Impactos previstos (ou não)

O grande problema das moedas digitais é que, na prática, ninguém sabe quais serão os impactos sobre o sistema bancário e a própria economia dos países que as adotem de forma massiva. Especialistas acreditam que deve haver impacto sobre as empresas que atuam como intermediários de pagamento e, claro, os grandes bancos, que simplesmente deixariam de ser necessários e precisariam encontrar um novo papel.

“De cara muitas empresas locais e internacionais seriam descartadas. É uma consequência caso a população inteira tenha acesso, por isso as coisas não serão tão imediatas”, conjectura El Khatib a respeito do Brasil. Nesse sentido a China tem vantagens, já que o Banco Popular tem controle elevado sobre a economia do país, diferente de sistemas financeiros como o norte-americano e o brasileiro.

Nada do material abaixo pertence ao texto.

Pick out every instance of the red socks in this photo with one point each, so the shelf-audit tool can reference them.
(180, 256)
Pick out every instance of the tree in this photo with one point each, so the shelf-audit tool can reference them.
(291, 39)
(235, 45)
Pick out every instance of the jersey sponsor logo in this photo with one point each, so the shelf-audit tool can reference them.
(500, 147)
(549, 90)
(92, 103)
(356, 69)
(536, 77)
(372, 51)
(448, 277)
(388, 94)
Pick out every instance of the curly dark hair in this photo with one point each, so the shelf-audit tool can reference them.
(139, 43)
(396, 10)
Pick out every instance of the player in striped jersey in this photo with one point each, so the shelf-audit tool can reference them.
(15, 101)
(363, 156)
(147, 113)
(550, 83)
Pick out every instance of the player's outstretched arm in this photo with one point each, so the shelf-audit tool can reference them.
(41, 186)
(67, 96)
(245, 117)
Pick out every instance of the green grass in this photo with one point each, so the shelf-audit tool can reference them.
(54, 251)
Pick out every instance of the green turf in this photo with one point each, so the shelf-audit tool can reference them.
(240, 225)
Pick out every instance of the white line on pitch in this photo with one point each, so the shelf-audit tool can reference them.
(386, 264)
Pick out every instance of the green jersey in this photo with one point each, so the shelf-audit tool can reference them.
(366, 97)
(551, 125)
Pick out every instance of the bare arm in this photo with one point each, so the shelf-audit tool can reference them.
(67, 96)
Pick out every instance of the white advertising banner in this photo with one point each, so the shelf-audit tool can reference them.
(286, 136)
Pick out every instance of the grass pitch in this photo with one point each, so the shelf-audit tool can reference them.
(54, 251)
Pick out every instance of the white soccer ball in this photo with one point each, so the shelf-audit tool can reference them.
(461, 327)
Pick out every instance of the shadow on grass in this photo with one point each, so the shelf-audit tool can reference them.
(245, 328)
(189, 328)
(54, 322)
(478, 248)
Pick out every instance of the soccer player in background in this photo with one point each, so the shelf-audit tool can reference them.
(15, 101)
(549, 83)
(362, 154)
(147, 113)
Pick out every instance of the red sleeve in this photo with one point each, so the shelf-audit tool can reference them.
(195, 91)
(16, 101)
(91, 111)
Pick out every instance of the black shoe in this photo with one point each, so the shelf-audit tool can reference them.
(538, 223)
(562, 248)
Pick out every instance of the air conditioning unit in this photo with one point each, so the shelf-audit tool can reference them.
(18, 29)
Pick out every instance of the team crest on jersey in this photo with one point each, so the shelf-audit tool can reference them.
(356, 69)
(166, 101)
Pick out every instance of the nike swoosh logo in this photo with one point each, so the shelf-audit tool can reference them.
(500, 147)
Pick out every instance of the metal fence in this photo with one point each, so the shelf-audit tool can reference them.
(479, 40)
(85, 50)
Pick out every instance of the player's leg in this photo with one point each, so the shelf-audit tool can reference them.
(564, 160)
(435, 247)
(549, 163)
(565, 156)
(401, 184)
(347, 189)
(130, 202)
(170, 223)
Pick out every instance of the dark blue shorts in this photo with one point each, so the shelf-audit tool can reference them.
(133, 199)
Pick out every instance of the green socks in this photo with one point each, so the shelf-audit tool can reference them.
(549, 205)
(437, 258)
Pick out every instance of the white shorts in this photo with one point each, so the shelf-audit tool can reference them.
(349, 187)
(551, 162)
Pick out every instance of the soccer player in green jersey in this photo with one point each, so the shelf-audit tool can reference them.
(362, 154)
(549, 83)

Não por acaso esta semana o governo de Pequim baniu do país todas as criptomoedas estrangeiras, como forma de promover o yuan digital. O que levanta uma dúvida: as moedas digitas de alguma forma competem com o Bitcoin e suas congêneres?

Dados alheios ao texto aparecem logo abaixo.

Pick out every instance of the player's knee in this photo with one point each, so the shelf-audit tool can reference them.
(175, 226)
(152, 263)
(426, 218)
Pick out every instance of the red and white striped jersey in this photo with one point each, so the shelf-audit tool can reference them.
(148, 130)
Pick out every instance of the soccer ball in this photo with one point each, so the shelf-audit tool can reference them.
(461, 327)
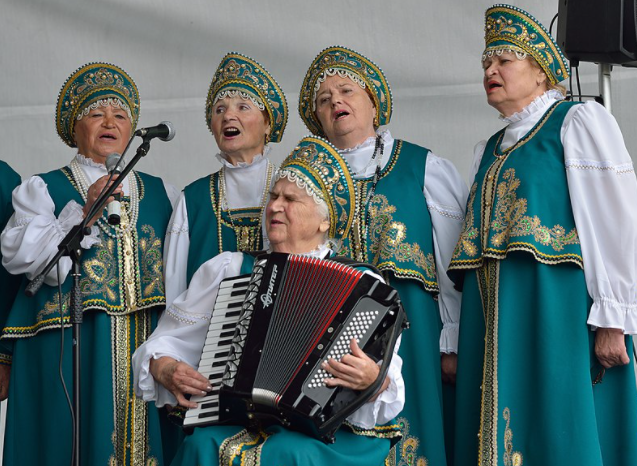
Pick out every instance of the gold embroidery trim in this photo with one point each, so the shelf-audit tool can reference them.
(407, 447)
(488, 282)
(509, 219)
(130, 433)
(511, 458)
(232, 447)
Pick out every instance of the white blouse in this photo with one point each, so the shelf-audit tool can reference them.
(33, 233)
(603, 190)
(446, 196)
(182, 329)
(245, 185)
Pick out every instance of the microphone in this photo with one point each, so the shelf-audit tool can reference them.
(114, 207)
(163, 131)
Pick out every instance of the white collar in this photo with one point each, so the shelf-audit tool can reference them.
(86, 161)
(539, 104)
(322, 251)
(223, 158)
(369, 142)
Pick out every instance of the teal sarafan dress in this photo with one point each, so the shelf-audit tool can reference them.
(122, 296)
(394, 233)
(530, 390)
(9, 284)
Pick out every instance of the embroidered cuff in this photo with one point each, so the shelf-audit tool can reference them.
(72, 214)
(185, 317)
(148, 389)
(5, 359)
(449, 337)
(175, 229)
(446, 211)
(608, 313)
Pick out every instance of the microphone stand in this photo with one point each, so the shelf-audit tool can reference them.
(70, 246)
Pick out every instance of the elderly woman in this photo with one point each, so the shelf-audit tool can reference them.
(122, 287)
(548, 258)
(411, 205)
(305, 215)
(245, 110)
(9, 284)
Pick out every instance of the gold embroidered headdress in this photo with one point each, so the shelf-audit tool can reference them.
(316, 166)
(344, 62)
(243, 76)
(510, 29)
(91, 86)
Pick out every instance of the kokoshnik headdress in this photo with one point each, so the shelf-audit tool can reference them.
(344, 62)
(91, 86)
(243, 76)
(316, 166)
(511, 29)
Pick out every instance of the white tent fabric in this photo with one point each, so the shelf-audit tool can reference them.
(430, 52)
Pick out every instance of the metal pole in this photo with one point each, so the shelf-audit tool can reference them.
(604, 70)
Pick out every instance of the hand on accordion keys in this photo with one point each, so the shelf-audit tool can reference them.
(356, 371)
(180, 379)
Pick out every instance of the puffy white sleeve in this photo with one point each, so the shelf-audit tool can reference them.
(181, 331)
(391, 401)
(172, 193)
(478, 152)
(30, 239)
(176, 247)
(446, 195)
(603, 191)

“Entendemos que não, mas certamente é um grande concorrente”, especula Sobral. “Temos que levar em conta que uma moeda nacional deverá endereçar questões de câmbio em negócios internacionais e as criptomoedas atuais tendem a ter um caráter transnacional.”

Há outro problema nas criptomoedas: elas são muito voláteis e variam conforme os ânimos (e desânimos) do mercado. Por outro lado, lembra El Khatib, elas dão maior liberdade aos usuários, enquanto as CBDCs estão sujeitas ao monitoramento absoluto da entidade emissora – o que no caso de um governo autoritário pode ser um grande problema para os cidadãos.

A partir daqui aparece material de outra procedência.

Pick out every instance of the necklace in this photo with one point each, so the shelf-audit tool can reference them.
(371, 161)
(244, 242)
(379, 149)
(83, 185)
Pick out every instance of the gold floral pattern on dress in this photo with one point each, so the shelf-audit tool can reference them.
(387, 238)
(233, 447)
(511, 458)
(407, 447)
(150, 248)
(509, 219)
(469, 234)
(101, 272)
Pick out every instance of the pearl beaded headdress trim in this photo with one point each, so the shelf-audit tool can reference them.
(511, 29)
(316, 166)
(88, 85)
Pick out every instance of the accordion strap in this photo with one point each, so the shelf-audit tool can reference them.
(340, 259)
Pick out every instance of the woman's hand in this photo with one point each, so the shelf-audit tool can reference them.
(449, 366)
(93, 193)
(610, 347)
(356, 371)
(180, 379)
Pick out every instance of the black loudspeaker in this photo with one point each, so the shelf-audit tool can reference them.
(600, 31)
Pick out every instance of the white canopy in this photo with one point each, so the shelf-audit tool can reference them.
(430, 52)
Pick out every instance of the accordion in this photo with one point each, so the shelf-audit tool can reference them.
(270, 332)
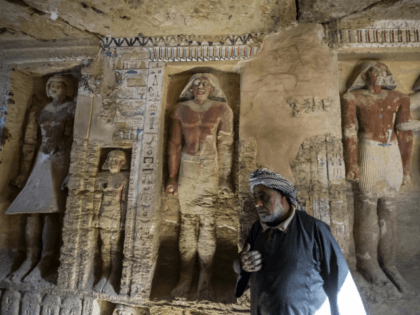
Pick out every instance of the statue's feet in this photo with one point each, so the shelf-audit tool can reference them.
(110, 286)
(23, 270)
(375, 275)
(41, 269)
(100, 285)
(205, 293)
(205, 288)
(398, 280)
(181, 289)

E mesmo medidas de segurança não são totalmente capazes de acabar com o risco de fraudes. Outro desafio: fazer com que a população entenda o conceito de moeda digital e, principalmente, a adote. O que pode ser um imenso desafio no Brasil, em que boa parte da população é desbancarizada e não tem acesso à internet, entre outros aspectos.

“O que determina a força de uma moeda é se as pessoas vão adotá-la ou não”, diz o professor da FECAP.

Vai demorar?

Se as diretrizes anunciadas essa semana pelo Banco Central brasileiro balizam a intenção do país em ter uma alternativa digital ao real, ninguém sabe bem ao certo quando isso de fato ocorrerá. El Khatib considera que foram bem definidos o lastro da autoridade do BC, mas os pormenores ainda deverão ser bastante debatidos entre os interessados, inclusive aqueles potencialmente prejudicados, como é o caso dos bancos tradicionais.

“É necessário reunir os agentes. Seria inconcebível acabar com a figura do banco, e no limite haveria um esvaziamento do sistema bancário como um todo”, diz o professor da FECAP. “Um projeto piloto se torna necessário.”

No entanto o especialista acredita que ainda levarão anos para que algum projeto com o real digital seja posto em curso, uma vez que “não é um processo muito simples”. Além disso o projeto não deve ser prioridade para o Banco Central, cuja agenda dos próximos meses inclui lidar com os efeitos econômicos da pandemia de COVID-19 e um processo eleitoral em 2022.

Sobral, da Capco, se arrisca um pouco mais. “Poderá ocorrer antes do que esperaríamos, ou seja, um horizonte inferior a cinco anos para os primeiros testes”, arrisca. “Creio que o PIX e o Open Banking são provas que o mercado financeiro brasileiro está maduro para projetos arrojados e aberto para inovações.”